Special Populations Note

Cigarette smoking: Exposure is decreased by ~20% in smokers.

Use: Labeled Indications

Intermittent claudication: Reduction of symptoms of intermittent claudication, as indicated by an increased walking distance.

Use: Off Label

Elective PCI with bare metal or drug eluting stent placement (alternative agent)yes

Based on the American College of Chest Physicians (ACCP) guidelines for antithrombotic therapy, cilostazol is an effective and recommended alternative antithrombotic to either aspirin or clopidogrel in a dual antiplatelet regimen when allergy or drug intolerance to either agent occurs in patients who have undergone elective PCI with bare metal or drug-eluting stent placement.

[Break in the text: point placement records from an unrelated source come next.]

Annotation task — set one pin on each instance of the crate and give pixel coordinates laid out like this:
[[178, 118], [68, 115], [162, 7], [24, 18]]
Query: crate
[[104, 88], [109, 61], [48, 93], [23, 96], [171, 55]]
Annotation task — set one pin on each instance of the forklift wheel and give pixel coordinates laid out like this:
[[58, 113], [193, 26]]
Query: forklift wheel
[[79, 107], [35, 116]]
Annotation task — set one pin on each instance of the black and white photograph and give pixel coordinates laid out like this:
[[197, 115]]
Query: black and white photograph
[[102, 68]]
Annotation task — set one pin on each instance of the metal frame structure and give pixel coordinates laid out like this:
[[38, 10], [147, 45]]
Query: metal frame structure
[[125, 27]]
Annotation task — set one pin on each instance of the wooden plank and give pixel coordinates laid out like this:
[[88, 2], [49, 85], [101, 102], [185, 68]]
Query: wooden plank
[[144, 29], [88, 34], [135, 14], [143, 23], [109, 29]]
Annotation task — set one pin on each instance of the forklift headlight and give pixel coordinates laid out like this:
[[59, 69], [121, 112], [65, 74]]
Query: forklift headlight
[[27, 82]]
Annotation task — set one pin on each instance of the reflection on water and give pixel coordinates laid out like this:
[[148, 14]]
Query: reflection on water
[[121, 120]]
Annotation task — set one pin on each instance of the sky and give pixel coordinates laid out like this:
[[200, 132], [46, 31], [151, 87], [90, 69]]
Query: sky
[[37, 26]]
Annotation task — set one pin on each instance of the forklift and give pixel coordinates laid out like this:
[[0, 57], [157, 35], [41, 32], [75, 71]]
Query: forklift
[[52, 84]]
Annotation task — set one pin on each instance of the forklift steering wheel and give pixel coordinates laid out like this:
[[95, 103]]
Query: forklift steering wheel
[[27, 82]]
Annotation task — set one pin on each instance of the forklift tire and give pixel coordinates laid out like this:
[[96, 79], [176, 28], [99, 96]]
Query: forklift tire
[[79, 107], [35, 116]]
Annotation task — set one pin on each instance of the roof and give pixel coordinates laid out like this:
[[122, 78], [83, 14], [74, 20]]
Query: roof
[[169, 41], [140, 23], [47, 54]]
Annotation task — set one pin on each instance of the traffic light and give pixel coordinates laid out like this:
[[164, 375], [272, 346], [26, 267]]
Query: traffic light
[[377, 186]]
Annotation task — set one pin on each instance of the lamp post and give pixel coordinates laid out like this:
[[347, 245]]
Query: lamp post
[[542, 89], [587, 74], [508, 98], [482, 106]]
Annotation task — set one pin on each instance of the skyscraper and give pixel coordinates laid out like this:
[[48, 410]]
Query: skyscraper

Secondary prevention of noncardioembolic ischemic stroke or transient ischemic attack (TIA)yes

Based on the American College of Chest Physicians (ACCP) guidelines for antithrombotic therapy, cilostazol is an effective and recommended alternative antithrombotic in patients with a history of noncardioembolic ischemic stroke or TIA.

Contraindications

Hypersensitivity to cilostazol or any component of the formulation; heart failure of any severity.

Dosage and Administration

Dosing: Adult

Intermittent claudication: Oral: 100 mg twice daily. Note: The American College of Chest Physicians recommends use when refractory to exercise therapy and smoking cessation; use in combination with either aspirin or clopidogrel (ACCP [Guyatt 2012]).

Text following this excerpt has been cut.